After being struck by the road vehicle, the railway line was effectively “suspended in mid-air” but would have looked perfect from the driver’s point of view, 200 yards away.
Roy was aged 28 at the time and driving his tractor on the family farm at Tubberneering, Clogh, when he saw the disaster unfold.
“Suddenly the carriages started to pile up on top of each other. It was like looking at an old western film or something. For a second or two I couldn’t believe my eyes.”
He ran to the wreckage and in the late-December drizzle put his coat around a young woman’s shoulders.
He said the carriages at the front were totally destroyed.
The farmhouse of his parents, Rebecca and Tom Hill, since dead, was close by and a couple dozen survivors - "the walking wounded" - ended up being comforted and given cups of tea.
“I have about half a dozen letters that folk wrote to my mother afterwards, to thank her for her help,” Roy Hill says. “Very touching. Very complimentary to my mother.
“It was no bother to her, she was a countrywoman of a certain time and it didn’t faze her to make a cup of tea for somebody.”
One of the injured was Jim Rowley, 19 at the time who was visiting his extended family in Wexford.
On December 31st, 1975, Jim was on a trip to Dublin with his cousins Miriam and 16-year-old Peter Roche.
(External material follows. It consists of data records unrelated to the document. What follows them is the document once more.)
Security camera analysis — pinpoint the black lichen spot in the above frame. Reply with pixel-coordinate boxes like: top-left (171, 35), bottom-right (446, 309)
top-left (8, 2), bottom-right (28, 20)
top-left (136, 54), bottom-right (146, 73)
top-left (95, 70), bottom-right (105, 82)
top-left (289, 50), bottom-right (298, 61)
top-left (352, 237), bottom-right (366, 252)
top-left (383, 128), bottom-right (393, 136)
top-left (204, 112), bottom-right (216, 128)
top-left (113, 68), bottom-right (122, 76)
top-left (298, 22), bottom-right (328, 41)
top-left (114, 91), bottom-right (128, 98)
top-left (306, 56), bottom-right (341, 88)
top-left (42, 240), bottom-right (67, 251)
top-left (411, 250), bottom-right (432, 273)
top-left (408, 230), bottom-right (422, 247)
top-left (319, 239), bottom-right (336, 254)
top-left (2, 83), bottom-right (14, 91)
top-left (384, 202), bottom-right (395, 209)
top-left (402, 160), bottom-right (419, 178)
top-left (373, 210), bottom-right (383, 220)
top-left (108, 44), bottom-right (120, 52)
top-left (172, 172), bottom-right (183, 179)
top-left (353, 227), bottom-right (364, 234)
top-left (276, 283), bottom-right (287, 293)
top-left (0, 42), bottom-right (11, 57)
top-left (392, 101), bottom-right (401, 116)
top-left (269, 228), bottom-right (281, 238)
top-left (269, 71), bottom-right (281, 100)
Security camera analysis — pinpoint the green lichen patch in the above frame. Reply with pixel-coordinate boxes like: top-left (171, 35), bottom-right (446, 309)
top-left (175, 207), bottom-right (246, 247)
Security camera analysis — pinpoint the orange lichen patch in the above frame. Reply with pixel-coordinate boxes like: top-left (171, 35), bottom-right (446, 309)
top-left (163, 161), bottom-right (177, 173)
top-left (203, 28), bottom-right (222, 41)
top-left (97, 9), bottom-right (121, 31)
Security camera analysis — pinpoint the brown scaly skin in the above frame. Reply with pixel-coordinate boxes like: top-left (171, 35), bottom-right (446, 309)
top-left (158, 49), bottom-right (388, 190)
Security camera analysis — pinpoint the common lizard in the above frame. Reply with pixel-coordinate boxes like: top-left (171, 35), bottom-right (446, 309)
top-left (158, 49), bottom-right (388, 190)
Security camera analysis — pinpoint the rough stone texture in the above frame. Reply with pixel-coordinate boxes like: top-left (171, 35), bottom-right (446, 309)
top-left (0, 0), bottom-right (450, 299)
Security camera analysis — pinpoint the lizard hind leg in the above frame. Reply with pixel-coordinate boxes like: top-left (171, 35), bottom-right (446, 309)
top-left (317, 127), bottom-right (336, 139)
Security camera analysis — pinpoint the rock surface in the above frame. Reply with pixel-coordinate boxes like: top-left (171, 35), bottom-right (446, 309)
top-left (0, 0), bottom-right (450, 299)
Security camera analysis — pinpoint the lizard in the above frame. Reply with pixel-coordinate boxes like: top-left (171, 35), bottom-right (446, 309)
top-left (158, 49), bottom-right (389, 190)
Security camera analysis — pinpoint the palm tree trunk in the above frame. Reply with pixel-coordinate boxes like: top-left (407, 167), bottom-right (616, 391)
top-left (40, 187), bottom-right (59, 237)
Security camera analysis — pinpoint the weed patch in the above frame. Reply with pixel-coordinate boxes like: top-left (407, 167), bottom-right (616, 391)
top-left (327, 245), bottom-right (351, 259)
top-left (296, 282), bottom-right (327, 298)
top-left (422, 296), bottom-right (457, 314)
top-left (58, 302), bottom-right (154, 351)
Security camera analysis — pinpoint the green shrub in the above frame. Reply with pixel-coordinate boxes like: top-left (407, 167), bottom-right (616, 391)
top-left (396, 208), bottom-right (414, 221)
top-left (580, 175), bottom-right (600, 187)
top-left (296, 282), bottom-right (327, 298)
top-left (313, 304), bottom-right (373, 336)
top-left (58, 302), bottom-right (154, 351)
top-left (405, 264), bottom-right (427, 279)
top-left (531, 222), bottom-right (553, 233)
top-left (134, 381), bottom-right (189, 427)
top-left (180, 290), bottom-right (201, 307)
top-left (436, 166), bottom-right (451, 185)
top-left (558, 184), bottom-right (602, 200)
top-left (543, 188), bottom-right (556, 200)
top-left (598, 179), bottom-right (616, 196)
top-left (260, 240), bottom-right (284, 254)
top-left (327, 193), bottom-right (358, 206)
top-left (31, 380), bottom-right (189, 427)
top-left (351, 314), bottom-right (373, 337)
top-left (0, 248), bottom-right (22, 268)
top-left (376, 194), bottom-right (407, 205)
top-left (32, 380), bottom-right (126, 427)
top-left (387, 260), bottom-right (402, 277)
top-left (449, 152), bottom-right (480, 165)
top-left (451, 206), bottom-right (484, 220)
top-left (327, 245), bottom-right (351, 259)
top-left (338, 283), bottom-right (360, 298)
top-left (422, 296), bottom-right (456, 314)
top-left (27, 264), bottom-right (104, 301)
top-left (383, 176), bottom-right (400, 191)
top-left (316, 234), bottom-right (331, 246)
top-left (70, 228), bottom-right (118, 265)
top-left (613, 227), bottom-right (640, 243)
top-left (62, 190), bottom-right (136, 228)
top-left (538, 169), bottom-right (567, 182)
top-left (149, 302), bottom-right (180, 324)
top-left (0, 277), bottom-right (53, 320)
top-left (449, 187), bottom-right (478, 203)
“I had my back to the direction of travel. Peter was next to Miriam. It came to a stop and within seconds the carriage had concertinaed and we were crushed up against each other and trapped between the seats and walls of the carriage. It was dreadful,” Jim says. “After the noise and the crashing, there was just silence.”
He and Miriam were injured by the crush, but Peter lost his life.
“Miriam is a nurse and she had just finished her training and started working. She could tell straightaway.”
It was a wrenching loss for Peter’s parents Peter Snr and Rosie, along with the rest of the family.
“He was wonderful,” his cousin remembers. “He was a whirlwind of a lad. He absolutely lived life to the full, he never stopped. He was great to be with.”
David O’Neill from Inchicore, Dublin was only eight when news came that his eldest brother Richard, a CIÉ employee who was off-duty and heading back from Rosslare to Dublin, had been killed in the crash.
A “very outgoing, very likeable,” young man, Richard loved fishing and often took David on fishing expeditions with him, and was proud of his work with the rail company.
“They were very upset at the time, my mam and dad [Nora and James]… It took my mam a while to get over it, like every other mother,” David says.
“When you’re young, you’re not really fully comprehending death.”
In the years that followed, as Joe O’Neill returned to his driving duties as part of a 49-year career with CIÉ, he struck up something of a friendship with Mrs Hill in Clogh and, when on the Dublin-Rosslare line, would sound four or five beeps of the train horn when approaching the Hill homestead.
“My mother would come out and wave her apron and Joe would wave his duster through the window,” Roy says. “That went on for years. Eventually my own children used to do it as well.”
He says what he saw on that wet, sad New Year’s Eve will never leave him. “It’s burned into my mind.”
* A commemoration service is being held by Irish Rail on December 31st, 2015 at the scene of the crash, 5kms from Gorey. It will be attended by survivors and well relatives of those who died.